Aim: To identify and differentiate shared patterns of accounts of e-cigarette (vaping) use.
Design: Q-methodology, combining factor analysis with qualitative comments.
Participants: 55 UK vapers, 55% male, mean age of 46, 84% sole/15% dual user, 95% vaping daily.
Measurement: Seventy statements on the topic of e-cigarettes, drawn from media, academic and online discussions, were sorted by participants along a continuum of agreement/disagreement, each creating their own ‘account’ of their vaping. A by-person correlation matrix of the sorts was created, then factor analysed, to identify accounts that were similar (p<0.01).
Findings: Three discrete factors were identified. The first two primarily included e-cig users who had quit, the third dual users. In Factor One, ‘Vaping as pleasure’, the medicalization of nicotine addiction is rejected, vaping is enjoyed, with the long-term use of e-cigs envisaged. Factor One participants were also politically motivated with a strong vaping identity. In Factor Two, ‘Vaping as medical treatment’, vaping is understood as a pragmatic choice about how to medicate one’s smoking addiction, given the disadvantages of normal cigarettes (poor health, smell and cost); vaping is thus a functional means to an end. In Factor Three, ‘Ambivalent dual use’, participants reported fewer benefits and harboured more negative beliefs about e-cigarettes; they also strongly rejected a vaper identity, having no interest in forums or being labelled a ‘vaper’.

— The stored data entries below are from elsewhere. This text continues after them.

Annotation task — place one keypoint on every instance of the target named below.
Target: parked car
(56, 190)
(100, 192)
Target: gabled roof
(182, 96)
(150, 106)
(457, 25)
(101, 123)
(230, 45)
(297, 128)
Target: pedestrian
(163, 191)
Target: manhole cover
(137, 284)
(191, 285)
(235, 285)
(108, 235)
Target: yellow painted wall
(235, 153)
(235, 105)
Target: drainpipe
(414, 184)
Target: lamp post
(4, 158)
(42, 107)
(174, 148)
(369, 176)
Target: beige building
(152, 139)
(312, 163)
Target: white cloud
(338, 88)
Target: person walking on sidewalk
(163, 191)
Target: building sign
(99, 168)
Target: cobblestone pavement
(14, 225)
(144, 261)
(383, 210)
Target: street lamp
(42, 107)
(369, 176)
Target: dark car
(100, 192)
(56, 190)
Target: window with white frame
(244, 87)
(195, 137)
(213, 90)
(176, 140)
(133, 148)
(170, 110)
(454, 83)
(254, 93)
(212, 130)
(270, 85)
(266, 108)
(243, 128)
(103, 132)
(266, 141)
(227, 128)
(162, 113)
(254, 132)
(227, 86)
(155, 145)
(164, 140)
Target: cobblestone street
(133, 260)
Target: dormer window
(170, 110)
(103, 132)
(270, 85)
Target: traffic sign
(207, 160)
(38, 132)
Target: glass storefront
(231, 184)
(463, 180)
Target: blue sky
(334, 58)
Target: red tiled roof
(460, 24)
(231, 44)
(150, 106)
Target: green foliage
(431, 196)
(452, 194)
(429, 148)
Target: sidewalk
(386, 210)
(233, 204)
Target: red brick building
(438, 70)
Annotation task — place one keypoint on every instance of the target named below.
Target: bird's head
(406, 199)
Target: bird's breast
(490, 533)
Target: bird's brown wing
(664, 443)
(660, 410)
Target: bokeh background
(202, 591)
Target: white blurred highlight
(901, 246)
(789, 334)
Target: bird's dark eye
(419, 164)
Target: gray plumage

Conclusion: UK e-cigarette users are not a homogeneous group; differing in their beliefs, motivations for use, identity and political interest. Public health messages targeted to one group of e-cigarette users may not resonate with others.
Awarded: First prize
Conflicts of interest:
University of Exeter research allowance, no other declarations relevant to this project or e-cigarettes as a topic.